Shunsuke Suzuki terpelongo heran selama beberapa detik. Akan tetapi, akhirnya ia menganggukkan kepalanya dan menukas,

"Oke, Pak Ilmuwan… Rahasiamu aman bersamaku…"

"Oke, Anak Muda… Aku permisi dulu…" Victorio Mistrall berlalu dari hadapan Shunsuke Suzuki. Pas sekali pada saat itu, Ciciyo Suzuki melangkahkan kakinya keluar dari kamar mandi perempuan. Dia memandangi punggung ilmuwan Meksiko itu dengan sorot mata bingung.

"Siapa itu, Sayang?"

"Orang yang sekadar lewat… Sambil menunggumu, aku mengobrol-ngobrol ringan dengannya. Kok lama sekali, Sayang?" tanya Shunsuke Suzuki melingkarkan lengannya ke bahu istrinya.
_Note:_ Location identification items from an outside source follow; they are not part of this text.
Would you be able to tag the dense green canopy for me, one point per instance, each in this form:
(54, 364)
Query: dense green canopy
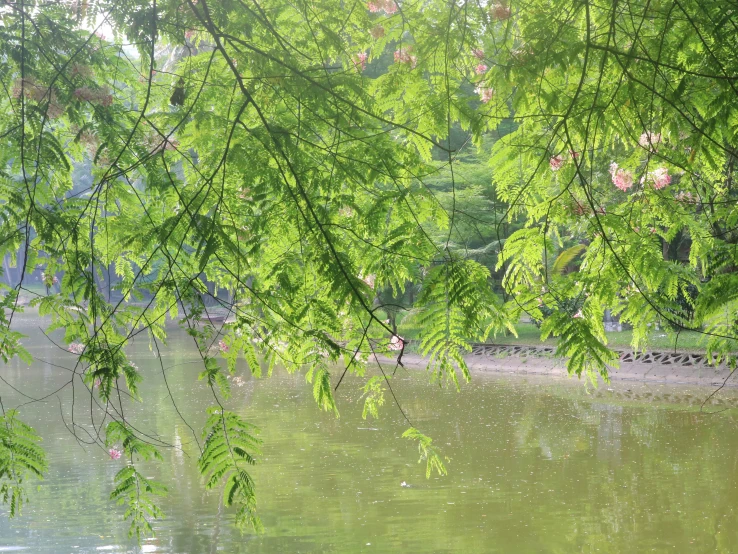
(306, 166)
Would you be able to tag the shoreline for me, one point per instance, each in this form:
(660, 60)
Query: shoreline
(680, 368)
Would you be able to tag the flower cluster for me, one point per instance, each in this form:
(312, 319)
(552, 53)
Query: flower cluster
(499, 12)
(485, 93)
(555, 162)
(396, 343)
(387, 6)
(94, 96)
(360, 60)
(621, 178)
(49, 280)
(685, 197)
(76, 348)
(402, 55)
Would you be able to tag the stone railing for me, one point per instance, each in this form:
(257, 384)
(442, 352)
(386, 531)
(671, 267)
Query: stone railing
(679, 359)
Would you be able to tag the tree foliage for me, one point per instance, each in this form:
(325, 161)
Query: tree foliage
(289, 155)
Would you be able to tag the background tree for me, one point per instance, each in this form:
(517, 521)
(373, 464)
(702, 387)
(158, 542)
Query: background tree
(306, 156)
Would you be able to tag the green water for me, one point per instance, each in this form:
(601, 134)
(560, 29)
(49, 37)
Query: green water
(535, 466)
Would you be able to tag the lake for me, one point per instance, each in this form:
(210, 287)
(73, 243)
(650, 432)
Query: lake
(535, 465)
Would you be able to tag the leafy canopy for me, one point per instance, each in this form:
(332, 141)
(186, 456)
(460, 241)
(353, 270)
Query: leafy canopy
(289, 155)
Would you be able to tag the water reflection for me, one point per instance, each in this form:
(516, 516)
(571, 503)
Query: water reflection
(536, 466)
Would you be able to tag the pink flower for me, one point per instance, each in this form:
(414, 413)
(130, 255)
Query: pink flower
(649, 140)
(402, 55)
(660, 178)
(76, 348)
(499, 12)
(621, 178)
(377, 32)
(485, 93)
(390, 7)
(556, 162)
(360, 61)
(396, 343)
(387, 6)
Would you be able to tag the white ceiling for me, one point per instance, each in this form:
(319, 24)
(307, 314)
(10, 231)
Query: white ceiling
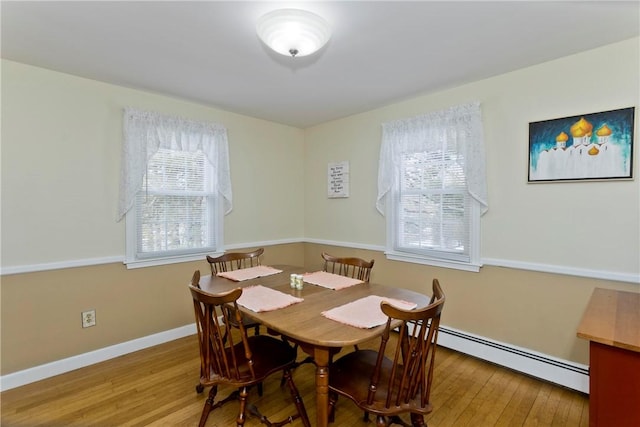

Kedua suami istri itu mulai berjalan beriringan meninggalkan kamar mandi perempuan.

"Perutku mules sekali… Sepertinya sewaktu di hotel dan di pelabuhan tadi pagi, aku makan terlalu banyak, Sayang…"

"Jadi sekarang masih mules?"

"Tidak lagi sih…" Ciciyo Suzuki menggeleng lembut. Ia mulai terlihat bergelayut manja di lengan sang suami tampan.
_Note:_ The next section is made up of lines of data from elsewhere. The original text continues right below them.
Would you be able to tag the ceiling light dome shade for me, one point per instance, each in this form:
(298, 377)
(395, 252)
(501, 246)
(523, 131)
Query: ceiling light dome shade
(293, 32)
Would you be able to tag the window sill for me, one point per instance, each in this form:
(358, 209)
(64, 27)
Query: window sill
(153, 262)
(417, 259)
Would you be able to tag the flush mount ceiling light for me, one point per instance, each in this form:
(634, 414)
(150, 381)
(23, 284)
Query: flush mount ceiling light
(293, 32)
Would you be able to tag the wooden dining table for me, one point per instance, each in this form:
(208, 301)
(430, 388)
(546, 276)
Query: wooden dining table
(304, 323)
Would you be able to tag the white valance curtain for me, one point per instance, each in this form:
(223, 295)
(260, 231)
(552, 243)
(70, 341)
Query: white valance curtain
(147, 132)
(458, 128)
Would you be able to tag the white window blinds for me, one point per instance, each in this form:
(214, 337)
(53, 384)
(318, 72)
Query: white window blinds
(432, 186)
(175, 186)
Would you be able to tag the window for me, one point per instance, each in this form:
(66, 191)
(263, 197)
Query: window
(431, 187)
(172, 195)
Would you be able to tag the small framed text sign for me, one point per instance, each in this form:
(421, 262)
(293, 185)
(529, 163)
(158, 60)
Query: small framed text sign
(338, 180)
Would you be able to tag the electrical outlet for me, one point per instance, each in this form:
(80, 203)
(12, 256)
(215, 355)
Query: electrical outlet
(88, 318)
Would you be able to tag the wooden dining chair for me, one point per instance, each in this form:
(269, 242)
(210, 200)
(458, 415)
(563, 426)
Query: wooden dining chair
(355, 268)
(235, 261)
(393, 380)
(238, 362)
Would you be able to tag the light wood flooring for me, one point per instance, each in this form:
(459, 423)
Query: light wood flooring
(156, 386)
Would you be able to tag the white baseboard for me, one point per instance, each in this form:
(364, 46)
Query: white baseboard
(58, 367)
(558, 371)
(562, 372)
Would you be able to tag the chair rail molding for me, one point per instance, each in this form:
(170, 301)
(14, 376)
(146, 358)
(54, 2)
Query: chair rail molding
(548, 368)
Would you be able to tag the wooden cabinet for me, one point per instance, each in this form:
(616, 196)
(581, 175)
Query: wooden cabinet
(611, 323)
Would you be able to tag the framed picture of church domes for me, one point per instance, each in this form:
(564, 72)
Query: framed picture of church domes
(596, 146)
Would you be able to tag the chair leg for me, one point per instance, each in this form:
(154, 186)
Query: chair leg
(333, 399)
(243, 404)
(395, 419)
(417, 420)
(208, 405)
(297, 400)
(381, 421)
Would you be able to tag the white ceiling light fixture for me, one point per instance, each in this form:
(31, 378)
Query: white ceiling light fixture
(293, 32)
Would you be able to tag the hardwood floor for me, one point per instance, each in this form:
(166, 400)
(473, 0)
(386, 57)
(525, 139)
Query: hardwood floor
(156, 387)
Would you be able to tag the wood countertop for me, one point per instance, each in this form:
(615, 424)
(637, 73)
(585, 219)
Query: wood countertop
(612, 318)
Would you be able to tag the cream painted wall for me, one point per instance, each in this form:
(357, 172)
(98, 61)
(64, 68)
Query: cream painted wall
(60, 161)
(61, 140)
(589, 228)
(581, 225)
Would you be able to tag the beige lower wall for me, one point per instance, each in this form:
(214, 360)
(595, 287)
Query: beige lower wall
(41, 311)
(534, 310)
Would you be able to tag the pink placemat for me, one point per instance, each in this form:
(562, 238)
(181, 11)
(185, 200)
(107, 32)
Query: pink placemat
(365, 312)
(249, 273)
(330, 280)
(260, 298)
"Oke deh… Kalau mules lagi, bilang ya, Sayang. Kita jumpai dokter dan makan obat dari dokter saja…" Membicarakan soal obat, mendadak Shunsuke Suzuki teringat lagi soal 'obat ajaib' yang dibicarakannya dengan si ilmuwan Meksiko tadi. Sampai detik itu, barulah Shunsuke Suzuki menyadari tadi ia lupa menanyakan siapa nama sang ilmuwan Meksiko itu.

"Mau ke mana kita sekarang, Sayang?" Ciciyo Suzuki tampak melangkahkan kedua kakinya dengan ringan nan santai.

"Ke tempat main biliar sebentar ya… Temani aku main biliar sebentar dengan si empat sekawan ya… Mau kan…?"

"Oke deh… Tapi habis itu kau mesti menemani aku ke sauna jam empatan sore nanti loh…" kata si istri dengan mata yang agak membulat.

"Pasti… Aku akan menemanimu nanti…" ujar sang suami mendaratkan satu kecupan mesra ke sepasang bibir si istri yang ranum, mungil, seksi nan menggemaskan.